Y, de hecho, se sintió un poco culpable porque lo que Roy le pedía era una pequeñez:
—Di tetas.
—Tetas —repitió Colin, con voz poco clara.
—Di tetorras.
—Tetorras.
—Di melones.
—Melones.
—Di que te gustan sus tetas.
—Me gustan sus tetas.
—¿Tan difícil era? —dijo Roy, a la vez que lo soltaba. Disimuladamente, Colin se dio un masaje en el brazo—. Oye, ¿no te gustaría usar sus tetas como orejeras para el frío?
—¡Qué vulgar eres!
Roy se echó a reír.
—Gracias.
—Creo que me has hecho sangre.
—No seas niño. Sólo te apreté un poco. ¡Vaya! ¡Mira la pantalla!
El hombre le había quitado a la chica la parte inferior del biquini. Le estaba acariciando las nalgas desnudas, que eran muy blancas en contraste con la espalda y los muslos bronceados; tan blancas que parecían las dos mitades regordetas de una nuez pálida, rodeada de una cáscara blanda marrón.
—Me comería medio kilo de ese culo para desayunar —comentó Roy.
El hombre también estaba desnudo. Se tumbó boca arriba y la chica se puso a horcajadas encima de él.

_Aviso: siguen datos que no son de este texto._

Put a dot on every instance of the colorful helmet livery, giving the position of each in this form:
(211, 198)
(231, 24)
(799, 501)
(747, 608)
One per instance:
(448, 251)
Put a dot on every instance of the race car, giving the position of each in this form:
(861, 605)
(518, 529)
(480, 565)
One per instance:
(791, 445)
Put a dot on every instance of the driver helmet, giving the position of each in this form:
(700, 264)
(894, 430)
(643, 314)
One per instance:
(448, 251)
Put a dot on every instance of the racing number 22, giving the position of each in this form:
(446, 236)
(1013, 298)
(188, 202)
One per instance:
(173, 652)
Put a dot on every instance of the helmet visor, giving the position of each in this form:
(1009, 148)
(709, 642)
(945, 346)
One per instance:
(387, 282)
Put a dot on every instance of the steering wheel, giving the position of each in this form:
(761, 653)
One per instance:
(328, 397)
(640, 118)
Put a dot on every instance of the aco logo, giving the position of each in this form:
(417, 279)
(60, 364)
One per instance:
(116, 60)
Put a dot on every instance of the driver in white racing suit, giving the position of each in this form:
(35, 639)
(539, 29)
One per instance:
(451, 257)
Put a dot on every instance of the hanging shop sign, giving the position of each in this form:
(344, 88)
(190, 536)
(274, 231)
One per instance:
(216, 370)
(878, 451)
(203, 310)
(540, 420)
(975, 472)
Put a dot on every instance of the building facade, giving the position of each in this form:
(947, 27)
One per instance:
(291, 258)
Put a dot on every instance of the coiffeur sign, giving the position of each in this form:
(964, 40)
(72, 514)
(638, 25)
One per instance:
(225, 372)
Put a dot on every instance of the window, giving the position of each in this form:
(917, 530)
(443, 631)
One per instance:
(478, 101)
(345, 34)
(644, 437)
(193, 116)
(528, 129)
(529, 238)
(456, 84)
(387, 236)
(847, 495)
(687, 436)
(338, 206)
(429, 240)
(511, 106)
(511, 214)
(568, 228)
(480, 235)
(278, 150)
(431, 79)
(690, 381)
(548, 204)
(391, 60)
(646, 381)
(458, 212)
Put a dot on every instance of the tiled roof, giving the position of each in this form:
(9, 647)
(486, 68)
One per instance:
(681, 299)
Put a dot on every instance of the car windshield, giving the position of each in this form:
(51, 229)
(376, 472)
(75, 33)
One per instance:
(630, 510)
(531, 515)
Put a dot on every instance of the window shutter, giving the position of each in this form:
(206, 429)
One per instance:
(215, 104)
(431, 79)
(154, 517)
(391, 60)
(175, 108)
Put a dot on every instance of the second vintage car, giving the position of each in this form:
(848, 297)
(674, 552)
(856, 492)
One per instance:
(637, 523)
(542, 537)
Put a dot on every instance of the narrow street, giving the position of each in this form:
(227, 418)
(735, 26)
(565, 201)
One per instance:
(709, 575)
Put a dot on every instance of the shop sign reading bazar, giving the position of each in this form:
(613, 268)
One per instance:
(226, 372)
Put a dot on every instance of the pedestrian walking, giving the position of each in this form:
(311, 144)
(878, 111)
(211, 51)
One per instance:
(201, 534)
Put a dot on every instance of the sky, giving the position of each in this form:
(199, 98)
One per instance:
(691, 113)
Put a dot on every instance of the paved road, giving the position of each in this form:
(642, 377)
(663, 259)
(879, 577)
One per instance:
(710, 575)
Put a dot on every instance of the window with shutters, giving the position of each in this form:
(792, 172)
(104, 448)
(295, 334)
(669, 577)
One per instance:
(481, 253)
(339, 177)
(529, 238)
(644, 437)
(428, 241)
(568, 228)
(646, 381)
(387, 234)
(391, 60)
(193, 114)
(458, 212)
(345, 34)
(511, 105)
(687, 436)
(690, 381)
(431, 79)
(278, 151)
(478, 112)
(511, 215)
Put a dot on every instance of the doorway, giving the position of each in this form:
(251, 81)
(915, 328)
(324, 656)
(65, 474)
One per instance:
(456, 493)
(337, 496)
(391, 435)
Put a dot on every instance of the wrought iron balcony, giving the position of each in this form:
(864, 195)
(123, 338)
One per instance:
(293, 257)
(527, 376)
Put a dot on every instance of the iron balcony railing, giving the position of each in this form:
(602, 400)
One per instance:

—No nos enseñarán la parte interesante —se lamentó Roy—. En el Fairmont no. No nos enseñarán cómo se la mete. —La cámara enfocó los pechos bamboleantes de la mujer que se balanceaban y su hermoso rostro, que se contraía en éxtasis fingido—. ¿No te la pone tiesa?
—¿Eh?
—Que si no estás empalmado.
—Eres muy raro.
—¿También te da miedo esa palabra?
—No me da miedo ninguna palabra.
—Pues dila.
—¡Jo!
—Dila.
—Empalmado.
—¿Lo estás?
Colin se sentía casi enfermo de vergüenza.
—¿Estás empalmado, chaval?
—Sí.
—¿Sabes cómo se llama?
—Marvin.
Roy soltó una carcajada.
—Eso está bien. Realmente rápido. Me gusta.
La aprobación del otro muchacho fue un paliativo. El miedo de Colin remitió un poco.
Roy preguntó:
—¿Sabes realmente cómo se llama?
—Pene.
—Eso es tan ridículo como pecho.
Colin no dijo nada.
—Di polla.
Colin lo dijo.
—Muy bien —asintió Roy—. Excelente. Antes de que se acabe esta película ya sabrás todas las palabras y te sentirás cómodo diciéndolas, igual que yo. No te separes de mí, chaval, y yo te educaré como Dios manda. ¡Eh, mira! ¡Mira lo que le está haciendo ahora! ¡Mira, Colin! ¡Vaya bombazo! ¡Mira!
Colin se sentía como si se hallara sobre un monopatín, descendiendo vertiginosamente por una larga y empinada colina, totalmente descontrolado. No obstante, miró.